While incorporating faith into children’s lives is important, equally are the people set to do this task. If instilling faith back into the lives of people is important, take note; never underestimate the power of listening and actively living as a faith mentor within civil society. In my experience volunteering as a nurse in Disaster Relief Operations for the American Red Cross, in the depths of despair sometimes the most important thing anyone can do is to be silent, just listen. But listen with a gentle compassionate understanding of feeling their pain. It is when you can relate to someone that trust can be built in each unique story. It was through a compassionate listener in how I found my faith after one of my deepest times of struggle. Children of divorce may search for a deeper meaning in faith through their struggle, but it may need to be heard by the right compassionate person. One will never know when that time may be, so live your life in faith.


2 Responses to “Finding Faith: The Voiceless Child”

  1. Wayne Stocks says:

    Thank you for sharing your story.
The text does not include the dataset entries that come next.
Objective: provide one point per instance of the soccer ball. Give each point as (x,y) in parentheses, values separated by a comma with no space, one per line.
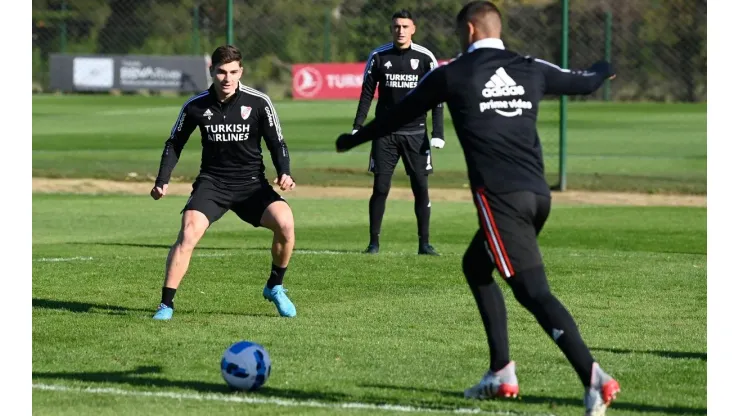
(245,366)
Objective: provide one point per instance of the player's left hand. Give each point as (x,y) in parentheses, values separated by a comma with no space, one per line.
(285,182)
(343,142)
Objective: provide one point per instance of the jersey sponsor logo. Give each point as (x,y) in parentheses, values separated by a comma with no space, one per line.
(227,132)
(246,111)
(269,115)
(401,80)
(181,122)
(501,85)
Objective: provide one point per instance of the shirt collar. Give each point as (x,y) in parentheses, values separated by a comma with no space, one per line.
(487,43)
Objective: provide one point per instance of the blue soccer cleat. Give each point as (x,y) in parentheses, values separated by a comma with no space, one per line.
(164,313)
(280,299)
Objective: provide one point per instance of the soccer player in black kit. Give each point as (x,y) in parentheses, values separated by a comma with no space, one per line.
(395,68)
(493,97)
(232,119)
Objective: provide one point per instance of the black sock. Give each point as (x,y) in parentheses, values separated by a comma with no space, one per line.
(168,296)
(478,269)
(375,239)
(276,276)
(532,291)
(381,188)
(422,208)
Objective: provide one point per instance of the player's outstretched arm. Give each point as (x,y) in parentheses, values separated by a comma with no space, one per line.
(369,84)
(561,81)
(179,135)
(430,91)
(438,114)
(273,135)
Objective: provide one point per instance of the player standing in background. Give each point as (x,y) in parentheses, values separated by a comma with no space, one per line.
(493,96)
(232,119)
(395,68)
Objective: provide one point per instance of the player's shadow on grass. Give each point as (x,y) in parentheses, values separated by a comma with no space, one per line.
(86,307)
(555,401)
(665,354)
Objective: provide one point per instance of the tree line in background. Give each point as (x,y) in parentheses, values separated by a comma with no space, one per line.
(658,46)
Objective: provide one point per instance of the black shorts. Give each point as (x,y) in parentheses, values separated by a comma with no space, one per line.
(413,149)
(248,201)
(510,224)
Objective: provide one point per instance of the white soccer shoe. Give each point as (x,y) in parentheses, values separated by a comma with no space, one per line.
(600,394)
(502,383)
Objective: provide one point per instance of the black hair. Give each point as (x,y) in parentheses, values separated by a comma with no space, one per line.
(402,14)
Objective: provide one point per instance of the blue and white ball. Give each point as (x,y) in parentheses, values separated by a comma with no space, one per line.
(245,366)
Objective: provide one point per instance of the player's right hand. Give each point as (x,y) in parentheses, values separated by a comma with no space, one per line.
(158,192)
(343,142)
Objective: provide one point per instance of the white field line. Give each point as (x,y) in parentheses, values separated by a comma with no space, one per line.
(273,401)
(56,259)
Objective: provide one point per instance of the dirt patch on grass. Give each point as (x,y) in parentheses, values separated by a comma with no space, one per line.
(100,187)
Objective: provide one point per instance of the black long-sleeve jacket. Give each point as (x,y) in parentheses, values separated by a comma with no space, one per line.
(493,97)
(231,134)
(395,72)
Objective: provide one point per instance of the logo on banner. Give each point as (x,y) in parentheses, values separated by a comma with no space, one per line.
(93,72)
(246,111)
(307,81)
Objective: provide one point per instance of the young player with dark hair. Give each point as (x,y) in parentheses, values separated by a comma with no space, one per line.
(395,68)
(232,119)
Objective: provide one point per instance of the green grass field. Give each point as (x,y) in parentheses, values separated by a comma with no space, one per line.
(647,147)
(390,329)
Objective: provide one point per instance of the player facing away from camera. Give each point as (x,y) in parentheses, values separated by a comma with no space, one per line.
(395,68)
(493,96)
(232,119)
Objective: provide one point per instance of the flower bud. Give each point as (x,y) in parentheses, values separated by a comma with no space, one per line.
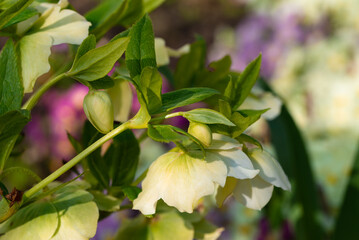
(99,110)
(202,132)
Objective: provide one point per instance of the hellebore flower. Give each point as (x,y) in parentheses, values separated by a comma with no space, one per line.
(255,193)
(182,178)
(54,26)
It was both touching and encouraging. As someone who works with children of divorce in a church context, I am curious: What do you think someone from your church could have done when you were younger to help you with your parents’ divorce? You mentioned your reluctance to accept help. Is there anything someone from your church could have done to get over this hurdle after the divorce, or is it important to establish these relationships with kids prior to divorce to allow you the opportunity to speak into their lives during and following the divorce? I’m just interested in your first-hand impressions. Thanks.

  2. Leah Misch says:

    Thank you for your kind words. I hope the piece is encouraging to someone out there and encourages congregations to know it takes a village to raise a child. Always be proactive in building relationships and helping each other.
    I think I would have been reluctant in accepting help for a few reasons, being quiet, withdrawn, and even a little intimidated to open up freely to an adult on such a personal issue. I feel I would have benefited from a faith mentor reaching out one-on-one; indirectly approaching the issues of parental struggles and feelings of loss (perhaps sharing their own experiences; allowing me to reflect on my own struggles) and incorporating faith into small conversations over an extended period of time. However, each child is unique in how the divorce impacts them and the support they need to cope. The way the divorce impacted me at age 13 was different than how it impacted my 5 year old brother; therefore a different approach may have been better to address his needs. He may have benefited better by using art, play, or storytelling to approach the topic of divorce and his feelings. The main concept that will help children of divorce in coping is someone with whom they can relate and trust. Someone they can open up to freely without feeling they are choosing sides, and; who will be there for the long run to offer unbiased guidance. Ideally, these relationships would be best to have prior to a divorce, but sometimes don’t evolve until after a divorce.
    Leah’s Top Ten Suggestions:
    1. Offer a friendly smile and a ‘how are you’ or ‘how have you been” to start building a new relationship.
    2. Read a passage from the bible that offers insight for the child to reflect on during the week.
    3. Invite a kid to church that doesn’t normally attend.
    4. Talk about a message in the sermon that stood out to you to a child and incorporate it into their situation.
    5. Put a child in touch with other child going through the same situation.
    6. Invite a child to a youth group.
    7. Get a child involved in volunteer activities.
    8. Follow up regularly with a call or text message. “Just checking in to see how you are doing?”
    9. Actively listen to a child’s concerns and pray with them about it.
    10. Simply let someone know you are praying for them.
    I feel like there is so much one can do to get involved in a child’s life after finding common interest. But in that involvement start to share your struggles openly and how faith was incorporated in it.